It's true that, back in the '70s and '80s, successful lawyers had much more time to devote to the art of schmoozing, taking current and prospective clients out for fancy meals and cultivating their business. Except for some white-collar law firms, that way of life has disappeared in our modern economy.
Lawyers don't have time to court new clients in person, and potential clients aren't interested in spending a lot of time with their lawyer before signing. They are researching several, sometimes dozens, of lawyers at a time. Typically, they make their choice before they come into your office.
If you prefer the old approach to signing clients, you may find clients are resistant. Most of them don't expect to be "wined and dined," when they interview lawyers. Few other industries use this method of retaining new clients, and you may be setting yourself up for an awkward interaction.

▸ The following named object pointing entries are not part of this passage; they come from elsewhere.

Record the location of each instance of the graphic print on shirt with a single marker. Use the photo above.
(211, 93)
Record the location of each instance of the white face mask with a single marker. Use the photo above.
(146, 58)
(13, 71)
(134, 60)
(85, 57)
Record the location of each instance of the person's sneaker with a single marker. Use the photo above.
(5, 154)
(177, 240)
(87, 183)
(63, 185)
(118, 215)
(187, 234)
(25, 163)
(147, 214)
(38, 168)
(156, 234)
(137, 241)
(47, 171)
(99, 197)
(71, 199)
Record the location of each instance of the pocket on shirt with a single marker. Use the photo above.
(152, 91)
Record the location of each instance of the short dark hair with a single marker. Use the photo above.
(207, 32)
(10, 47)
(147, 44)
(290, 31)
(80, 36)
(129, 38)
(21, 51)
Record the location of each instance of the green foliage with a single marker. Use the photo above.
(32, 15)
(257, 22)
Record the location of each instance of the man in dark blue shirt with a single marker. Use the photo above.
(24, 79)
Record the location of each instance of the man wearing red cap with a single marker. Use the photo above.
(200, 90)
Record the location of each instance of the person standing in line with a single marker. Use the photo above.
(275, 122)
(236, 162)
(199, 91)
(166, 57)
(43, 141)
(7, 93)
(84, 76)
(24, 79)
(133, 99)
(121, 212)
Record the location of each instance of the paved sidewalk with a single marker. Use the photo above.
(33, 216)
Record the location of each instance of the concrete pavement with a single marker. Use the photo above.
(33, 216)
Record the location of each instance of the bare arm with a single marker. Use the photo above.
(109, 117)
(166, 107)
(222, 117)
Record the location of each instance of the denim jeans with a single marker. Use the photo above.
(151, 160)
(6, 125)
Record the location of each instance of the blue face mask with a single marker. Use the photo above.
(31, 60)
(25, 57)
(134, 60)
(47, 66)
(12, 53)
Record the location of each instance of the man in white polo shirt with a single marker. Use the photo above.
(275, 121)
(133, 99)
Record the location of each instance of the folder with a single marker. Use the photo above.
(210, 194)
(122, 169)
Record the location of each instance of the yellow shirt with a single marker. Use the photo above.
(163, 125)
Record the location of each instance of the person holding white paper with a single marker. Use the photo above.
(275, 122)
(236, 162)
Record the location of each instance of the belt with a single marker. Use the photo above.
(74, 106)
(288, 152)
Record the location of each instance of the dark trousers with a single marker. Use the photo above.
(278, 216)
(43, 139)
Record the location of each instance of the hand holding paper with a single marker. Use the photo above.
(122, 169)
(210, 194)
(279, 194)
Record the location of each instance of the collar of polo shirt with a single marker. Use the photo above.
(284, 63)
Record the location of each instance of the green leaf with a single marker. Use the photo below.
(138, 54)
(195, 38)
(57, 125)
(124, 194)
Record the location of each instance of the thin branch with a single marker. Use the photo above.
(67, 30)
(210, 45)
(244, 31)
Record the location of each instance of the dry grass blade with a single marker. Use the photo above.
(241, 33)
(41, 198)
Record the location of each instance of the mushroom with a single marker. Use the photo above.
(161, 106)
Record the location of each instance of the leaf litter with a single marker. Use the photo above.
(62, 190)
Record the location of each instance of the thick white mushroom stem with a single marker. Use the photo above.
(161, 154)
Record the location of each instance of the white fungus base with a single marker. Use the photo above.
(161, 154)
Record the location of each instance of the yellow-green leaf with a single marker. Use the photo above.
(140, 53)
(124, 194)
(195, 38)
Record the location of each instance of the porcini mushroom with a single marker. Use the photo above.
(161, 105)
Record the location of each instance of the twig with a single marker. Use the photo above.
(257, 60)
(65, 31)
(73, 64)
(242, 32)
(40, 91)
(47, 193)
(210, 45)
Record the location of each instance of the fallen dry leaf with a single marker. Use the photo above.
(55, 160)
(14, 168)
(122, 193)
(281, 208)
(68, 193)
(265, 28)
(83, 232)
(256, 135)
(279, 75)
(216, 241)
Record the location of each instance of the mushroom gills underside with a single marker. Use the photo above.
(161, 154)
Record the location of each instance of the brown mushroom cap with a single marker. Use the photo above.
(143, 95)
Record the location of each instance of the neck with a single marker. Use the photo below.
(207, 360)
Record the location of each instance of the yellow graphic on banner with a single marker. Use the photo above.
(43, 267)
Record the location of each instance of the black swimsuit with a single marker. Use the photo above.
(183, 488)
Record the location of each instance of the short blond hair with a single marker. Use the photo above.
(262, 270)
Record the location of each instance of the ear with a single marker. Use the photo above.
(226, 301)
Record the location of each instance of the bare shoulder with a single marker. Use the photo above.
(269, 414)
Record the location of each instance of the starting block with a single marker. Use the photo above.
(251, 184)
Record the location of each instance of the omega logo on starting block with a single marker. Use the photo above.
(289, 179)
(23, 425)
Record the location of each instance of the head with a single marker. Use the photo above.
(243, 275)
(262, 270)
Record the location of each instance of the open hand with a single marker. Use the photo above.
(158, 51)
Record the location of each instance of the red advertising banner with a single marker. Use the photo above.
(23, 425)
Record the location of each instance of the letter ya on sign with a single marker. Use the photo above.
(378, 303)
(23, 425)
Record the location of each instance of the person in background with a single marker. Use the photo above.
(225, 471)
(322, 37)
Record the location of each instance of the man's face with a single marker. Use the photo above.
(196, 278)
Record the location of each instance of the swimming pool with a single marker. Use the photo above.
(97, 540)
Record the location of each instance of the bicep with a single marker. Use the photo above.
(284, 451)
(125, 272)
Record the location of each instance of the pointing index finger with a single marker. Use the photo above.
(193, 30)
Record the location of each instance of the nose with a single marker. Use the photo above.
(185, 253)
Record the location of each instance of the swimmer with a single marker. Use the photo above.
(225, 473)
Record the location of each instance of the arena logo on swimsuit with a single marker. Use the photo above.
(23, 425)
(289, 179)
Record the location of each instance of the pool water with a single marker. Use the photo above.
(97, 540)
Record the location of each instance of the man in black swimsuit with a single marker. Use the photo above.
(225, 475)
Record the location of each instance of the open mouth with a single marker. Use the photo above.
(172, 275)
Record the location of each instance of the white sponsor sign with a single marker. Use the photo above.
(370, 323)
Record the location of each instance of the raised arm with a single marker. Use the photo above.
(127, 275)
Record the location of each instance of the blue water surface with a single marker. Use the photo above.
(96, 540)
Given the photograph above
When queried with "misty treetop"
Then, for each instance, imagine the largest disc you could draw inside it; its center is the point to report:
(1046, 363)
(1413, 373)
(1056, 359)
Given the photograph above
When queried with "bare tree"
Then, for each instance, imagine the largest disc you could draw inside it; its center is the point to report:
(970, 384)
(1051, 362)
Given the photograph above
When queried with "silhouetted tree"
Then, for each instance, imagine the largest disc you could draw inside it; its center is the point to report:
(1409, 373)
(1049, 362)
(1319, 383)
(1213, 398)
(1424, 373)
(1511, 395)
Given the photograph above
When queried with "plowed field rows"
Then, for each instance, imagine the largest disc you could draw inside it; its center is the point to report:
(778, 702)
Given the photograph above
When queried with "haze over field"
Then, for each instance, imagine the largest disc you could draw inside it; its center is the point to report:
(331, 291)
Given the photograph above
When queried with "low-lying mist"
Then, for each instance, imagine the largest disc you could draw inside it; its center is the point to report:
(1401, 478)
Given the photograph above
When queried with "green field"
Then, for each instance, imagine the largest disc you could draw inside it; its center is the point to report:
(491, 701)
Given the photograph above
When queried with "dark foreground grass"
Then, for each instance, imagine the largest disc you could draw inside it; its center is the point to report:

The prospect of a free meal may not be enough to get a potential client to spare two or three hours out of his day, especially if he's about to face some steep legal bills. Also, in today's Internet-saturated world, an increasing number of people prefer to keep their face-to-face interactions to a bare minimum, and would much rather conduct business via email or instant message.
Plus, if you give your potential clients so much attention before signing them, they will expect that level of attention after you sign them. Imagine taking your client to dinner each time you have to update them about your case! Ideally, with good marketing your list of potential clients will rise to levels where this kind of networking is unsustainable.
So what can you do? There's nothing wrong with splurging occasionally and treating a willing client to lunch. But, given the circumstances obtaining in the modern economy, you should also invest in an automated client-retention system that can follow up on prospective leads and spare you the time, money and effort needed to schedule a meal.